Ich bin mit kühnen Erwartungen nach Berlin gezogen. Das Wilde, Freie, ja das Gefährliche lockte mich.

Ich bin mit kühnen Erwartungen nach Berlin gezogen. Das Wilde, Freie, ja das Gefährliche lockte mich. Zunächst wohnte ich in Prenzlauer Berg und fand die Gegend beschaulich bis steril. Ich frühstückte mit Bauarbeitern in der „Kleinen Deponie“, trank Kaffeekreationen unter Bürgern, wie ich sie aus den Jugenstilhäusern kleiner Städte kannte und traf Menschen aus dem „Literaturbetrieb“. Ihm möchte ich danken: Wann immer ich nicht einschlafen kann, denke ich an seine Wettbewerbe, Reden, Kolloquien, an seine Torhüter und deren devote Schützlinge, schon schlummere ich in seliger Selbstvergessenheit. Aber zum Schlummern bin ich ja nicht nach Berlin gezogen.

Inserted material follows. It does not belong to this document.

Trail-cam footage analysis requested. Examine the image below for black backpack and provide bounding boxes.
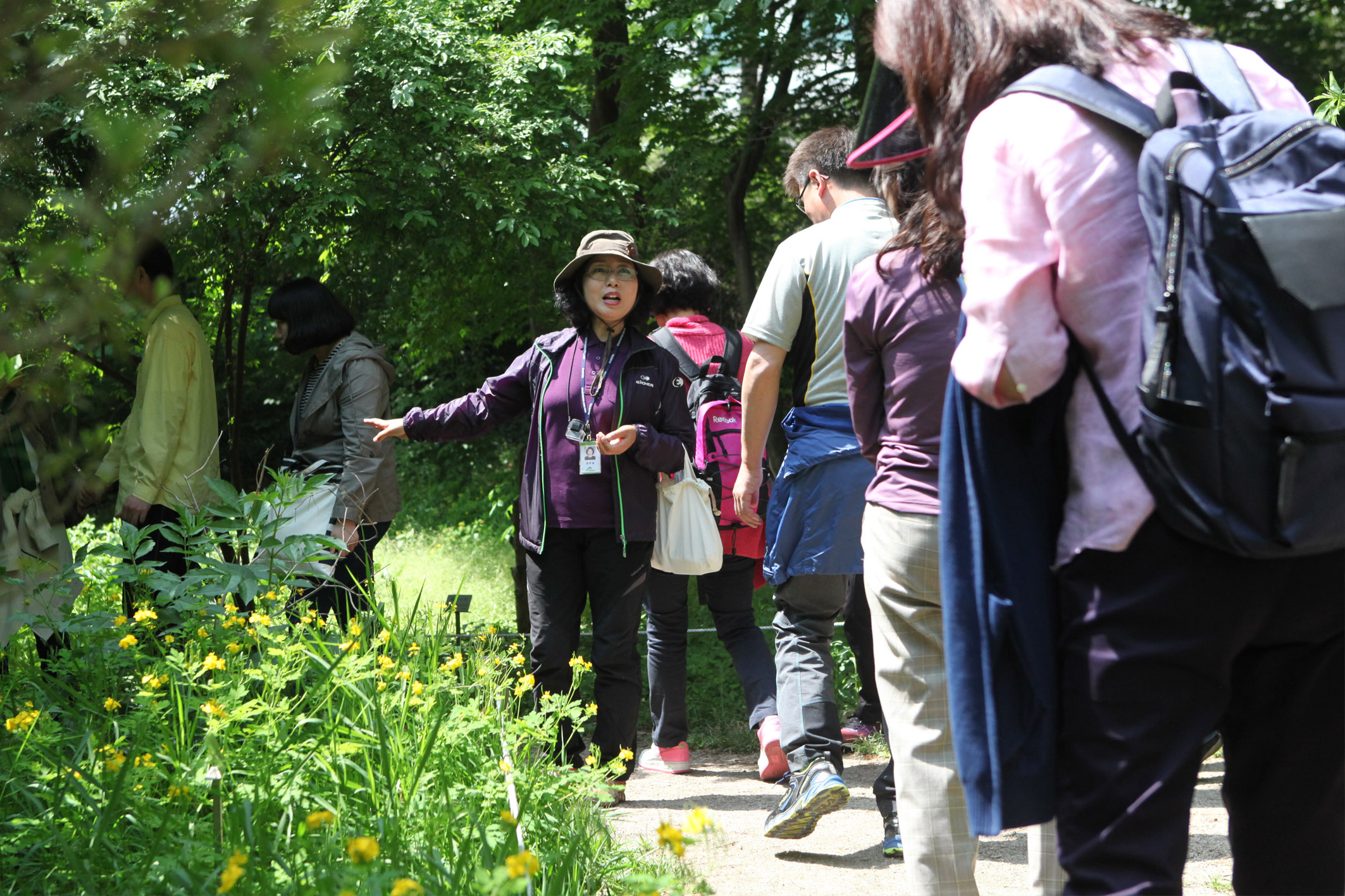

Ich versuchte es in Lichtenberg. Auch dort: Ruhe und Frieden. Wunschloses Unglück, in dessen Asche weder die Glut der Revolution noch der Utopie zu glimmen schien, da jeder Funke mit Bier gelöscht wird. Überhaupt: Berlin und der Alkohol – eine triste Schicksalsgemeinschaft, verhält sich doch Alkohol zum wilden Leben wie Pornografie zum Sex: ein unterkomplexes Substitut.

Auch Friedrichshain mit seinen Studenten und „Kreativen“: ruhig, etabliert. Es lebte sich immer nett. Zu nett, wie ich fand. Bis ich begriff: Es lag an mir. Wo immer ich wohnte: In kürzester Zeit galt die Gegend als „angesagt“, die Preise stiegen, Einheimische mussten gehen, Immobilienspekulanten mussten Eckkneipen dichtmachen. „Sushi“-Schilder prangten, wo es eben noch „Berta’s Billig Bulleten“ gegeben hatte.

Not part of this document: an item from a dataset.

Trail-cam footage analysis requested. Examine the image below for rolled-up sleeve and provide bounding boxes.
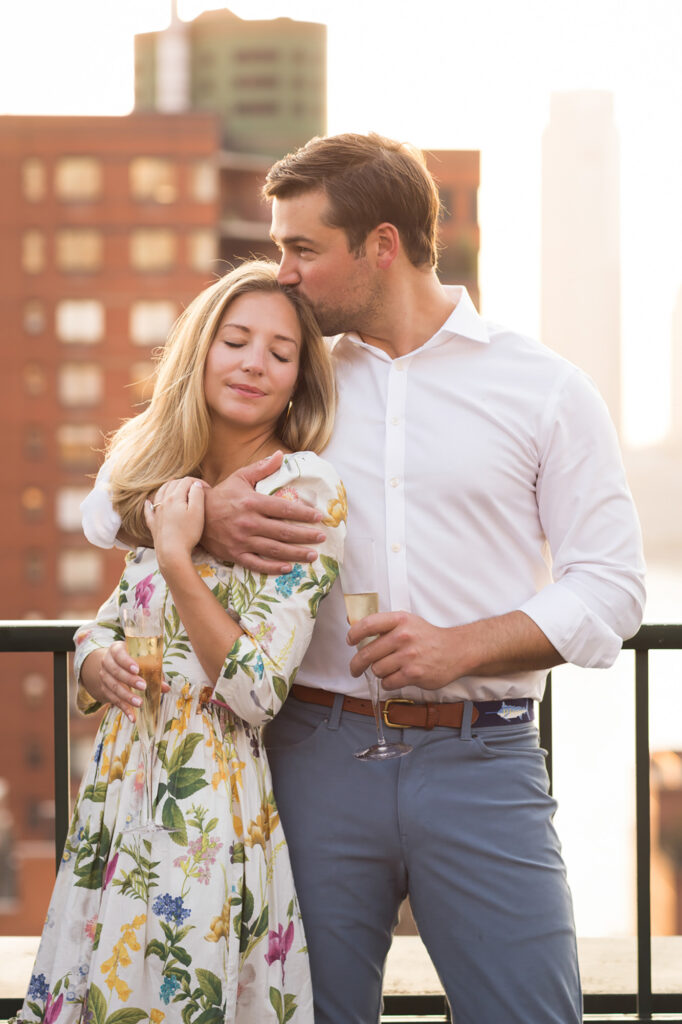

Was soll ich sagen? Es tut mir leid. Um Berlin nicht völlig in den Dornröschenschlaf zu versetzen, ziehe ich um. Dorthin, wo ich keinen Schaden mehr anrichten kann.

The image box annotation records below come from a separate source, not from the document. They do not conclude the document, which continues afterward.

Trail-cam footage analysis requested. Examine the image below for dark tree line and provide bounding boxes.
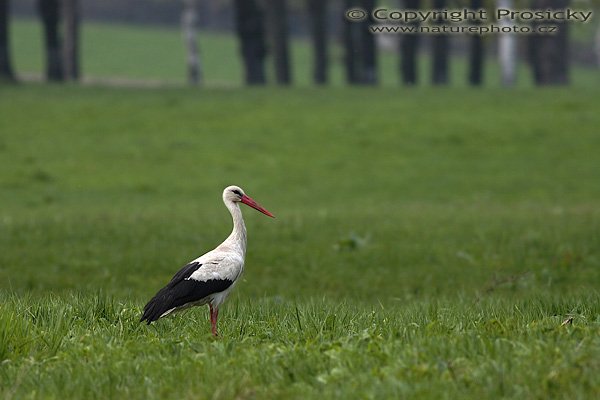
[0,0,569,85]
[0,0,80,81]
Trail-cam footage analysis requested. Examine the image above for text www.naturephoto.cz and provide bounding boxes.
[369,25,557,35]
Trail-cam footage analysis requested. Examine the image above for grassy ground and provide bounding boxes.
[12,20,600,87]
[0,85,600,399]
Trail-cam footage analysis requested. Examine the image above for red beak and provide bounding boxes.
[242,195,275,218]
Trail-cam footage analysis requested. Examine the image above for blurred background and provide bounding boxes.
[0,0,600,87]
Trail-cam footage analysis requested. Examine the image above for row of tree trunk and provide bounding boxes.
[0,0,80,81]
[0,0,569,85]
[235,0,569,86]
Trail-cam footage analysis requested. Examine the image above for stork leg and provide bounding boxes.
[208,304,219,336]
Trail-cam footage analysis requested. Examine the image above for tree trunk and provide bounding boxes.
[267,0,292,85]
[234,0,267,85]
[400,0,420,85]
[308,0,327,85]
[469,0,484,86]
[497,0,517,87]
[181,0,202,85]
[431,0,450,85]
[529,0,569,85]
[0,0,15,81]
[63,0,79,80]
[360,0,377,85]
[341,0,361,85]
[38,0,64,81]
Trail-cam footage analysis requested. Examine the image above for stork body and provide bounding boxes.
[141,186,273,336]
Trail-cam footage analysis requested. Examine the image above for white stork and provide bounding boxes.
[141,186,275,336]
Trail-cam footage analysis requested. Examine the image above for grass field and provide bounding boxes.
[0,85,600,399]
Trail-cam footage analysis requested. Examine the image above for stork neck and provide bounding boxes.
[225,201,246,255]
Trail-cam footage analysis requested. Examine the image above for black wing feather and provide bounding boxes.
[140,262,233,324]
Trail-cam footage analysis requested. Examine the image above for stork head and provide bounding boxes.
[223,186,275,218]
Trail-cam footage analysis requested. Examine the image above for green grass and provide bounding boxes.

Der Ex-Neu-Berliner notiert im „Dorfkrug“ seiner neuen Heimat Bonn Lengsdorf diese Zeilen und möchte in seiner letzten Kolumne in einem atmosphärischen Spagat gleich zwei Tagestipps formulieren. Anselm Neft

18.30 Uhr Garbatyplatz (Pankow): „Gegen das Vergessen“ – Internationaler Holocaust-Gedenktag. 20 Uhr, Kantine im Berghain (Kreuzberg): Harald Martenstein liest aus seinem Roman „Gefühlte Nähe“.